Gophers learn lesson, cherish MacNaughton Cup this time around

Gophers left superstitions behind and celebrated with their home fans.

Mark Remme

Perhaps this year’s edition of Minnesota’s men’s hockey team is filled with more youth enthusiasm than last year’s.

Or maybe they just learned the hard way to appreciate titles when they come along.

One year ago Saturday, Gophers captain Gino Guyer skated across the Mariucci Arena ice and accepted the team’s first MacNaughton Cup since 1996-97.

It capped off a 7-0 defeat of Minnesota Duluth and gave the Gophers a 17-1-1 mark in its previous 19 games, but Guyer and his crew, taking a hockey superstitious route, showed relatively no jubilation for the cup they just received.

The team circled around the cup, did a stick salute to the fans, and skated away leaving the hardware sitting at center ice.

Anyone who witnessed last year’s celebration saw an overwhelming contrast when Minnesota won its second straight Western Collegiate Hockey Association title on Friday.

The Gophers huddled around a celebrating senior netminder Kellen Briggs in the crease, then bombarded team captain Mike Vannelli once the cup was in his hands, before taking a brief victory lap.

“Obviously whatever we did last year didn’t work out so great,” Vannelli said. “We decided we should go out there and enjoy it a little bit.”

Last year’s display was described by junior forward Evan Kaufmann as pure superstition.

He said the rationale was if the team touched the cup it might jinx them and hinder any potential playoff success.

Things didn’t work out so smoothly taking that route. Minnesota dropped its two WCHA Final Five contests and its first round matchup with Holy Cross in the NCAA tournament.

Coach Don Lucia expressed his displeasure in last year’s ritual after Friday’s win, and said it’s a moment the team should revel in with the fans.

“I was mad at the team last year,” Lucia said. “A WCHA playoff title win is great but that’s a four-game tournament; this is a 28-game grind against the top teams and programs in the country.

“The way they celebrated last year was a disappointment to the coaches and fans.”

Lucia did his part Friday.
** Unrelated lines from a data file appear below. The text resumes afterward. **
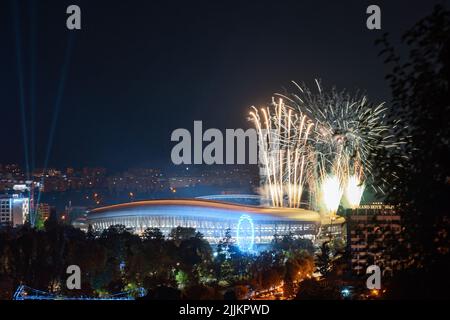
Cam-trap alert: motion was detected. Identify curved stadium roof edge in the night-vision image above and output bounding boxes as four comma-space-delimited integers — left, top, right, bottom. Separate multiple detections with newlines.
89, 199, 321, 222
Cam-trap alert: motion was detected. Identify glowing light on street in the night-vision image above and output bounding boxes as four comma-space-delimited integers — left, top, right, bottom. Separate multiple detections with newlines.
236, 214, 255, 252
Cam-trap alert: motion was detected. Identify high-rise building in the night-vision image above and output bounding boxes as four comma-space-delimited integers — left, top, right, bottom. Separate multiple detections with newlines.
0, 193, 30, 227
345, 203, 402, 275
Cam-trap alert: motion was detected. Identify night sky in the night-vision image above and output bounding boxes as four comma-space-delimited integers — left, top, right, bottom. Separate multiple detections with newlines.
0, 0, 442, 169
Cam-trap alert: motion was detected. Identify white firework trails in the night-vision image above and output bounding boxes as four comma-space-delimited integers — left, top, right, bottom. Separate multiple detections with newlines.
250, 99, 314, 208
250, 80, 401, 213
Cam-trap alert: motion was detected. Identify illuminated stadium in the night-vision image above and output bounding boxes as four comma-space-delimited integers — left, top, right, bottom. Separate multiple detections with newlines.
87, 199, 344, 250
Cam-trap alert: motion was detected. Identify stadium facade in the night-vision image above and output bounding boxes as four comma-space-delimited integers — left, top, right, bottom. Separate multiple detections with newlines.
87, 199, 344, 246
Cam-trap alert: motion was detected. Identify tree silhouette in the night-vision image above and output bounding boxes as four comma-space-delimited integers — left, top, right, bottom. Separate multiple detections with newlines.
377, 5, 450, 297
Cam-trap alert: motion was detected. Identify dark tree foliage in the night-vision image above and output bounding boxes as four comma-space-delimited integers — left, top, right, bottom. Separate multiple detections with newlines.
377, 5, 450, 297
316, 241, 332, 277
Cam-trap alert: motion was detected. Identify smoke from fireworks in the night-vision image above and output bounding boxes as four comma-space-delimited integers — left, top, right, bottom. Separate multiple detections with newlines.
250, 80, 401, 213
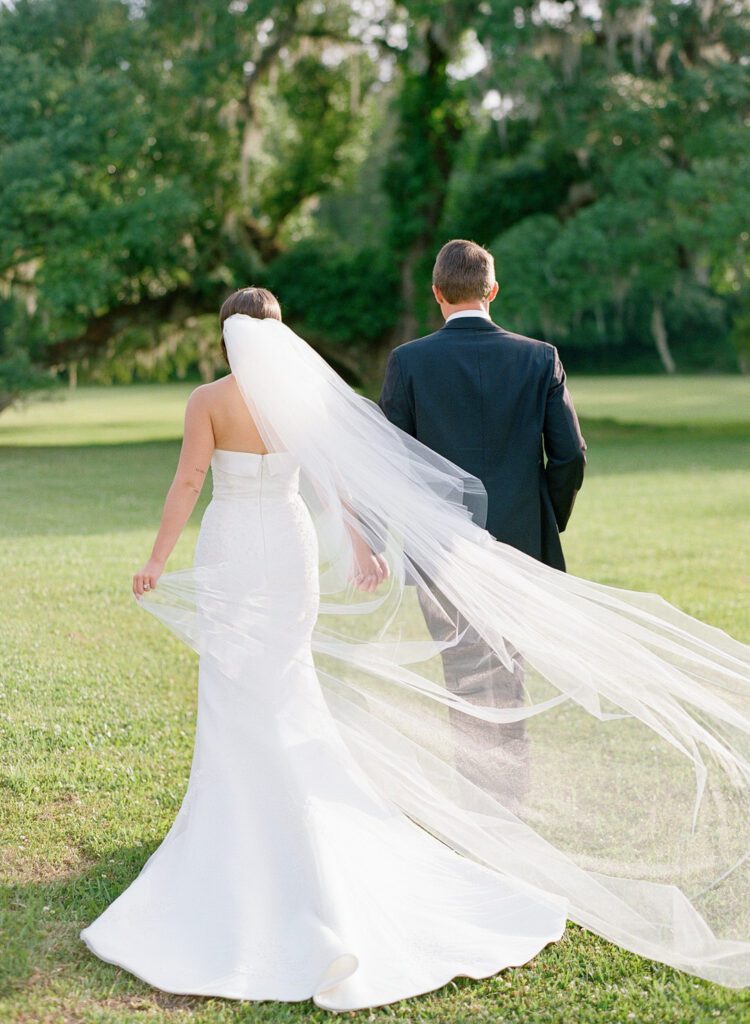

After Vannelli accepted the MacNaughton cup, Lucia grabbed the microphone and addressed those in attendance – something he said he wasn’t able to do last year.

“All of a sudden we got the trophy and Gino just sat the thing down,” Lucia mused. “I thought, ‘Gol, how disappointing is that?’ “

But little celebration was lost Friday and Minnesota’s young squad, comprised of nine freshmen and just two seniors, came together to raise at least one banner into the Mariucci rafters during the 2007 season.

And as for superstition, Lucia’s answer was brief: “I don’t believe in that, no.”

Kaufmann shared similar feelings.

“Superstitions aren’t going to win you hockey games,” he said. “It’s what you do on the ice.”

Maybe karma, via the MacNaughton Cup, taught the Gophers a valuable lesson.